MINORITE SILENCIEUSE
Hier midi, je suis allé déjeuner dans un restaurant de mon quartier que j’avais déjà testé lors de mes précédentes vacances. C’est un petit
établissement situé dans une rue fort laide et bruyante. Bizarrement, un autre établissement réputé est situé un peu plus loin ce qui confirme ma théorie dite du « traiteur chinois ».
J’ai remarqué en effet que les meilleurs chinois étaient situés dans les endroits commercialement les moins favorables. Lorsque je suis entré, deux tables de six personnes étaient déjà occupées.
Le serveur, un très aimable jeune homme, m’a reconnu. La salle est un mouchoir de poche qui ne comporte qu’une douzaine de tables. La déco est assez sobre, sans chichis. Même la vaisselle se veut
simple. Il faisait un peu trop chaud et j’aurais préféré de la musique classique plutôt que d’écouter un clone de NRJ. La carte change toute les six semaines et utilise des produits de saison.

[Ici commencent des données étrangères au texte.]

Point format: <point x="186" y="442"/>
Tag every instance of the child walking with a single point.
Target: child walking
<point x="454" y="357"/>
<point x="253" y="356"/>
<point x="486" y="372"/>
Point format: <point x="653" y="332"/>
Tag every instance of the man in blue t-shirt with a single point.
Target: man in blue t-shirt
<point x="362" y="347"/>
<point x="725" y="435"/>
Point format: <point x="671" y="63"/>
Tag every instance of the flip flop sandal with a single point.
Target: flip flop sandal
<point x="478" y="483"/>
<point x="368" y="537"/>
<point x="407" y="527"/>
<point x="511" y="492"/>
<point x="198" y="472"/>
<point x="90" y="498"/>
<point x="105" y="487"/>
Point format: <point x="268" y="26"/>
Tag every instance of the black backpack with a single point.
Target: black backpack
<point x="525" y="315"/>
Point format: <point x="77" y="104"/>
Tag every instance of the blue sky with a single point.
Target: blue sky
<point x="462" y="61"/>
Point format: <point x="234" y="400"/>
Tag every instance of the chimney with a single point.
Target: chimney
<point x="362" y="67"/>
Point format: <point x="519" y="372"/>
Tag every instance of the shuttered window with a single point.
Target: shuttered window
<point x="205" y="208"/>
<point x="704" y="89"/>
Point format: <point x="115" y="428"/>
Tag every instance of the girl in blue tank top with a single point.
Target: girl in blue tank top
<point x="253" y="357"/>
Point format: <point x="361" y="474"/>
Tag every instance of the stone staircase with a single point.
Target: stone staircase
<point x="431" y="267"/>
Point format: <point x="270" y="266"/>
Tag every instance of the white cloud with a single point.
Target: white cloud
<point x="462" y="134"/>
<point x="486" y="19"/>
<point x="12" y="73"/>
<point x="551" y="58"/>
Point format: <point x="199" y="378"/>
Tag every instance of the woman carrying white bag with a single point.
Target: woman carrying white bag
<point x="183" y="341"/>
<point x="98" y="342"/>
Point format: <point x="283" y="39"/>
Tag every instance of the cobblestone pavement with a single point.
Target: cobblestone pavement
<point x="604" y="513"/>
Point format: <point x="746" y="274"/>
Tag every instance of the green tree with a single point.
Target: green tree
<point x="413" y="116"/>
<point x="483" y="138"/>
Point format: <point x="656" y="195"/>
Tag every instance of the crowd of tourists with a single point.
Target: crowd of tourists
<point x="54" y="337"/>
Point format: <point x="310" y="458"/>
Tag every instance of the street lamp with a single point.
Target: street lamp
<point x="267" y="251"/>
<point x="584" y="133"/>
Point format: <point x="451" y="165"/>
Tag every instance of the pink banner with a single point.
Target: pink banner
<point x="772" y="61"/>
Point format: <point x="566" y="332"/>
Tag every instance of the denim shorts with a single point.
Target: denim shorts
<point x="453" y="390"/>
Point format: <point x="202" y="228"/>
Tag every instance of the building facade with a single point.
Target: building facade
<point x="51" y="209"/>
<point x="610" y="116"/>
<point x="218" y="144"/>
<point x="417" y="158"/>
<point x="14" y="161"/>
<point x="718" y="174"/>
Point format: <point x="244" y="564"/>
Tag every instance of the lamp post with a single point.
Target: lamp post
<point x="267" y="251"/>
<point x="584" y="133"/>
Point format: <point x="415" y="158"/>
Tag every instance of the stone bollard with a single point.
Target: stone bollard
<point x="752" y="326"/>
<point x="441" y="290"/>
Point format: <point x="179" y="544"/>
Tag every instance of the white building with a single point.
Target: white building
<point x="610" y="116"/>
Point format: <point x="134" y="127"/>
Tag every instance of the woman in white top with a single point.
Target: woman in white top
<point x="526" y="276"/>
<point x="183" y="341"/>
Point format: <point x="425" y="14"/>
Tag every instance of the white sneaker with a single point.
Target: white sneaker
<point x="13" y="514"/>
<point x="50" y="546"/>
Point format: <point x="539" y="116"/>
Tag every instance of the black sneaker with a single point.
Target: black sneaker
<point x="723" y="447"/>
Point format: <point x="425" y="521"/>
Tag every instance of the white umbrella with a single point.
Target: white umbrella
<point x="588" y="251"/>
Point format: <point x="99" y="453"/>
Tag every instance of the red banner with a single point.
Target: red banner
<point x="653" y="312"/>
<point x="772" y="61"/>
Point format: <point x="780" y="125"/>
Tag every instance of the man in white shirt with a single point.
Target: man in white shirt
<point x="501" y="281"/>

J’ai commandé en entrée des makis de foie gras au jambon de Bayonne et aux pruneaux. Ensuite un cuissot de sanglier mijoté durant 9 heures accompagné d’une purée de betteraves et des coings. La
viande était vraiment excellente et j’ai trouvé assez original d’utiliser des betteraves et des coings. J’ai bu deux verres de vins du Sud-Ouest, du rouge et du blanc. Le dessert, une ronde de
différentes douceurs, était bien moins bonne que la fois précédente mais j’avais aussi sans doute la panse plus remplie. En fin de repas, le cuisinier est passé de tables en tables. Je ne
l’imaginais pas aussi jeune. Il était assez séduisant aussi et très extraverti. Il doit avoir dans les trente ans. Le soir, j’ai téléphoné à Fofolette qui n’était pas allée au bureau depuis le
début de la grève. Nous nous retrouverons donc lundi prochain.


Les photos ne sont pas très bonnes car je n’ai pas utilisé de flash pour ne pas importuner les autres clients.